Still, the show’s doing enough right and last week’s episode was solid enough to make me feel not so concerned. (And next week’s episode title certainly doesn’t hurt.) In particular, I like the way the show is giving all of this a feel of local flavor, a feeling that Lights’ neighborhood is a real place where the people in it have built relationships with each other over the years. I’m not sure how fair it is to compare this show to Terriers, as people seem intent on doing, since the two shows have vastly different goals, but they both have a very strong sense of place. Every time Lights goes into a Chinese food restaurant and talks to the people working there like he’s a long-time customer, it enhances the show’s feeling of taking place in a specific setting, the sense that we’ve just dropped in on these people for the first time, but they’ve been doing things for years before this. And it enhances that feeling, even if we don’t see that Chinese restaurant worker ever again. Lights Out is taking a little longer to get to the fireworks factory than I might, personally, like, but in so doing, it’s building an interesting world. And I’m willing to wait for that.

Stray observations:

  • I get the compulsion to compare this with Terriers, since they’re both FX shows, and Terriers was taken from us too soon.
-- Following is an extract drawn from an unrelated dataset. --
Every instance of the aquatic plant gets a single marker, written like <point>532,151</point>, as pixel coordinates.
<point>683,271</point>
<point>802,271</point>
But I’m not sure it makes a lot of SENSE. Terriers was able to build up a head of steam early on because it was filled with stand-alone episodes that had only tangential relation to the overall arc. Had the finale been a disappointment (and it wasn’t), it wouldn’t have mattered because episodes like “Change Partners” or “Fustercluck” were so good on their own. Lights Out is very different, in that it’s trying to do something more gradual and tell one story spread over 13 episodes. Can we please give this show a season, before we start comparing its relative quality to other shows, particularly ones that do more standalone things?
  • That said, I’m impressed with how the show is able to break its story into bite-sized chunks, so every episode has a concrete goal. If there’s increasingly a problem with the serialized drama format, it’s the fact that so many of them have episodes that feel vaguely formless, as though nothing is really happening. (Boardwalk Empire ran into this more than once; current champs Mad Men and Breaking Bad are always careful to have an episode-specific storyline that nonetheless contributes to the ongoing arc.) In Lights Out, you always know what the episode will be roughly structured around, and the episodes always come up with a way to give you a fight, which is probably why you’re tuning in in the first place.
  • Speaking of fights, that fight with the MMA guy was more brutal than I was expecting it to be. I’m still a little shocked that Lights won, even when he resorted to trickery.
  • I’m a little anxious to get some idea of who Johnny is beyond a screw-up who ruined a promising boxing career. Why does Lights keep giving him chances, beyond the fact that he’s his brother? Similarly, why does Pops seem to trust him implicitly, beyond the fact that he’s his son? Johnny doesn’t seem like that good of a liar. Theresa’s able to see right through him.
  • We knew the Leary family is Catholic before this episode, but with this one (and the priest’s nice little guilt trip), the series joins the long, proud tradition of series with blatant Catholic themes, including St. Elsewhere, The Sopranos, and Rescue Me.